El grito de la agoniosa pregunta resonó en su alma, sólo allí, en ningún sitio. Inició el movimiento ralentizado de quitarse lo que fuera le cubría la cabeza, necesitaba ver y más aún respirar, airear el rostro empapado, llenar los pulmones sin el obstáculo de la felpa ya húmeda de baba y sudor, un poco más arriba, sintió el fresco en el cuello.
—Quieto, matusa.
—Necesito respirar.
—No sigas o te frío. Mañana harás de todo.
—¿Qué Abel eres tú?
—Eso no te importa.
—Sois tres, ¿no? Supongo que nos conoceremos por la abundancia de capuchas, al menos de vista. Jóvenes imberbes, espero que seáis tan conscientes de lo que queréis como audaces en los medios para conseguirlo.
—No deduzcas tan deprisa. Yo llevo barba.
—Ya.
—Pero puede ser postiza, o puede que no y mañana me la afeite, todo es relativo.
—Quisiera una almohada.
—Lo siento, no estaba prevista. Mañana.
Eterna canción la de los imprevistos, seguía dándole vueltas a la poca habilidad del timbre de alarma, si no compruebas personalmente los detalles estás perdido y estos muchachos no podían ser una excepción, porque eran muchachos, ningún activista llega a los treinta años, ni siquiera a los veinte, corpulentos, atléticos, el vientre liso quién lo pillara, ¿y por qué activistas?, podían ser simples gánsteres, por el rescate, ahora caigo en el rescate, sería lo de menos, nimio detalle, si estás atento ganas la partida, evitas el robo si evitas la oportunidad, tanta técnica policiaca, allá por los tiempos del robo institucionalizado en forma de estraperlo y la mejor medida fue la más simple, aparcar los camiones muy cerca uno del otro, los ladrones no tenían suficiente espacio para abrir las puertas y se le ocurrió a él, siempre la misma canción del imprevisto, Abel bat, bi, hiru, lau[2], así hasta cien, se sorprendió contando raptores, segundos, latidos.
—¿Abel?
No contesta pero lo intuye allí; tenso, vigilante.

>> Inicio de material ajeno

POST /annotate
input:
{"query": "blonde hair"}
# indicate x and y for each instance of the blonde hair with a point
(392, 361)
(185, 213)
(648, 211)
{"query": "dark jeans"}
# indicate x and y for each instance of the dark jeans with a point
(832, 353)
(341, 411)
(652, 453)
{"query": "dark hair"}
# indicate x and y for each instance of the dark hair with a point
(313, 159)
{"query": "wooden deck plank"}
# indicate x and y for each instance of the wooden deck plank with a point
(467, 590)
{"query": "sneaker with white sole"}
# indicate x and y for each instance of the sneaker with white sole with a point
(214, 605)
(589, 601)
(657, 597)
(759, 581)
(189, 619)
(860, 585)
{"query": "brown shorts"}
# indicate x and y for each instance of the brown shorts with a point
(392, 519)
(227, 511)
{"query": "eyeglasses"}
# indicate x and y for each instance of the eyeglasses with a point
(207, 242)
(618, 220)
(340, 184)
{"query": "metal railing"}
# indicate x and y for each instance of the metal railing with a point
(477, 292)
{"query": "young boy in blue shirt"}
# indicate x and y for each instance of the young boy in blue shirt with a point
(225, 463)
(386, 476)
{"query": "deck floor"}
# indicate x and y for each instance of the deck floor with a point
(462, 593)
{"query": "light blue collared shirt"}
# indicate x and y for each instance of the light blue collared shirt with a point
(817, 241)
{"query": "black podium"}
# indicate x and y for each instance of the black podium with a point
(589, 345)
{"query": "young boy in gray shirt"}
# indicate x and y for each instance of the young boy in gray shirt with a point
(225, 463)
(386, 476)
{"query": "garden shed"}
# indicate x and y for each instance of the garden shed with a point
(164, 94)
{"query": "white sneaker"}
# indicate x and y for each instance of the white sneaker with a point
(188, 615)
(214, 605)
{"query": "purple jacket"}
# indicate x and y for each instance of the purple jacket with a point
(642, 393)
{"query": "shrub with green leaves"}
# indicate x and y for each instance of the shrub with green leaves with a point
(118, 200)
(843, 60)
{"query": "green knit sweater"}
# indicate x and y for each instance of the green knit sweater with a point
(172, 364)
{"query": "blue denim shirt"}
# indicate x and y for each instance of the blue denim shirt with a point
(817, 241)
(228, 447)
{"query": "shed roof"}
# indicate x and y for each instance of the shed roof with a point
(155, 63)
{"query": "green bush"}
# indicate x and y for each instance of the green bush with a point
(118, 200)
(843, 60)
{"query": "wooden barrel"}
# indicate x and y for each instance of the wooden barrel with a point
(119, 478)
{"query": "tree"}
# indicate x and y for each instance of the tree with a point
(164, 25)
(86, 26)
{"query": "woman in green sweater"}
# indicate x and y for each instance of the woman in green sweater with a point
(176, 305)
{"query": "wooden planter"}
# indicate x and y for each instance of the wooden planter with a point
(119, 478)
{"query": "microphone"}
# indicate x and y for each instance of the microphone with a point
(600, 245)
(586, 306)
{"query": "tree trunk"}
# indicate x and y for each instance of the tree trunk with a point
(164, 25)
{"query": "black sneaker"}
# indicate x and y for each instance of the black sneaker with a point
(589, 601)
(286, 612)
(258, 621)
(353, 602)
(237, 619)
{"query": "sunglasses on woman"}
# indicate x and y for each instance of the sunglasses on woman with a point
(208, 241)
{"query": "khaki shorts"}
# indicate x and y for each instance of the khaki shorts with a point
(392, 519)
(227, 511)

—¿Por qué lo de Abel? ¿Qué significa?
—Si tú eres el Caín, nosotros somos los Abeles. Ya va siendo hora de que cambie el curso de la historia.
—No creo en historias, ¿a cuál te refieres?
—A la de un proteccionismo tan considerable como mal aprovechado del que algún día tendrás que rendir cuentas, está en la Biblia.
—Vaya, hombre.
—Una historia tan antigua que puede que empezara en la guerra del catorce o algo así.
—No soy tan viejo.
—Eres eterno.
Para él es historia, para mí es infancia, recuerdo tantas cosas atropelladas, síntoma de vejez, de miedo, dicen que antes de morir acude de golpe la biografía entera a despedirse en apoteosis final, como en las revistas de antes con el escenario lleno de coristas emplumadas y en traje de baño, lo dicen los ahogados que pudieron salvarse con un boca a boca a tiempo, en un instante la película entera de la vida y hacia atrás, hacia el claustro materno, así lo veo yo porque me siento morir, me siento en peligro de muerte y no echo de menos al cura ni a mi sufrida Libe, ¿qué estará haciendo la pobre? Si acaso la policía, nunca han sido muy despiertos para estas cosas ni para ninguna de las mías y no me gusta recurrir a la fuerza pública, como si me estuviera viviendo de nuevo y soy incapaz de diferenciar lo que es vivencia propia de lo que es cosa oída, las repetidas anécdotas familiares de tan sabidas se convierten en la mismidad intransferible, en lo íntimo recóndito, parece que fue ayer cuando el paseo a Zumaya, a la ballena, de la mano del padre, contacto protector que barría la influencia maléfica del monstruo, extrañas conexiones con el antiquísimo arpón vascongado en punta de lanza, buen hierro y mejor temple, de niño, mar y acero se hacen mis egoísmos mezclados, la preocupación vergonzante por mí mismo, yo y nadie más que yo, eso es lo que me preocupa de forma obsesiva y sin remedio.